Author(s): Chris Womersley
2011 ABIA LITERARY FICTION BOOK OF THE YEAR
WINNER OF THE 2011 INDIE AWARD FOR FICTION
SHORTLISTED FOR THE 2011 MILES FRANKLIN AWARD
It is 1919. The Great War has ended, but the Spanish flu epidemic is raging across Australia. Schools are closed, state borders are guarded by armed men, and train travel is severely restricted. There are rumours it is the end of the world.
In the NSW town of Flint, Quinn Walker returns to the home he fled ten years earlier when he was accused of an unspeakable crime. Aware that his father and uncle would surely hang him, Quinn hides in the hills surrounding Flint. There, he meets the orphan Sadie Fox -- a mysterious young girl who seems to know more about the crime than she should.
A searing gothic novel of love, longing and justice, Bereft is about the suffering endured by those who go to war and those who are forever left behind.

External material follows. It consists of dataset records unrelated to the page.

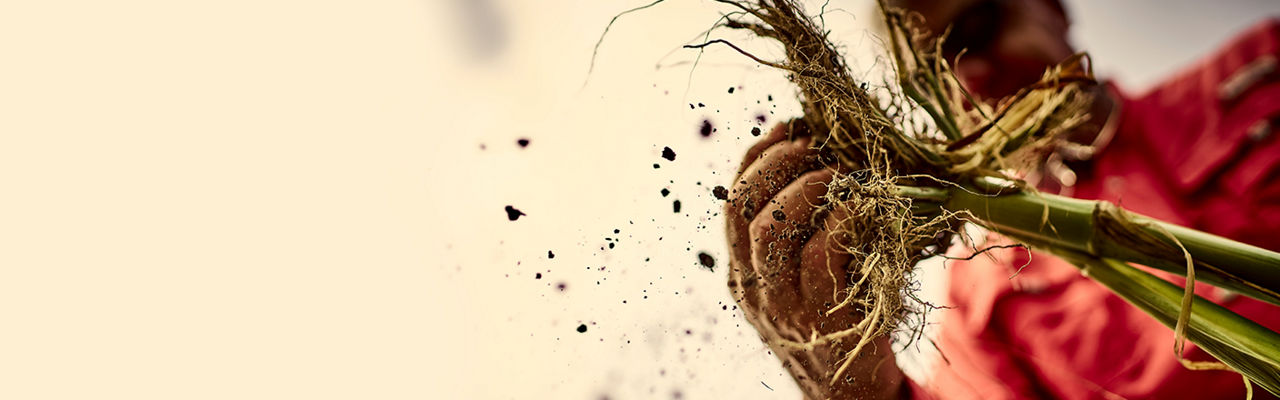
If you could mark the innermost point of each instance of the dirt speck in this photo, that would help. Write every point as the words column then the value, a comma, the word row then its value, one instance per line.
column 512, row 213
column 707, row 260
column 668, row 154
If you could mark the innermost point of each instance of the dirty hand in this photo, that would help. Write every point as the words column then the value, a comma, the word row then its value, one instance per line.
column 785, row 269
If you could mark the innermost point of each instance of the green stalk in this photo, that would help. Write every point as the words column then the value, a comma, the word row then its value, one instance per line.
column 1244, row 345
column 1087, row 227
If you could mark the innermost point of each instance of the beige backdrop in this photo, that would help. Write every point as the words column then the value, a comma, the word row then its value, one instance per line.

PRAISE FOR CHRIS WOMERSLEY
'Beautifully written and conceived, Bereft pushes at the borders of literary fiction and thriller, spinning a horrific incident in one man's life into a page-turning reflection on grief and guilt, on the nature of storytelling and its inevitable joys and shortcomings, on what we have to believe in order to survive.' The Age
'Chris Womersley, in plain and startling yet tender and lyrical prose, has constructed a moving narrative that opens up the wounds of war, laying bare the events that pre-date the conflict and reach forward into the collective memory ... War is the big drama of human horror, but the basest acts of cruelty are also enacted in what passes for peacetime. That Womersley can marry these two extremes, and construct a narrative in which the reader is left with a burning sense of regret and tenderness, is a mark of his skill and of his fictional reach.' Australian Book Review
Winner of Australian Independent Booksellers Indie Awards: Fiction 2011. Shortlisted for Miles Franklin Literary Award 2011 and Nielsen BookData Booksellers Choice Award 2011.
Chris Womersley's debut novel, The Low Road, won the Ned Kelly Award for Best First Book in 2008.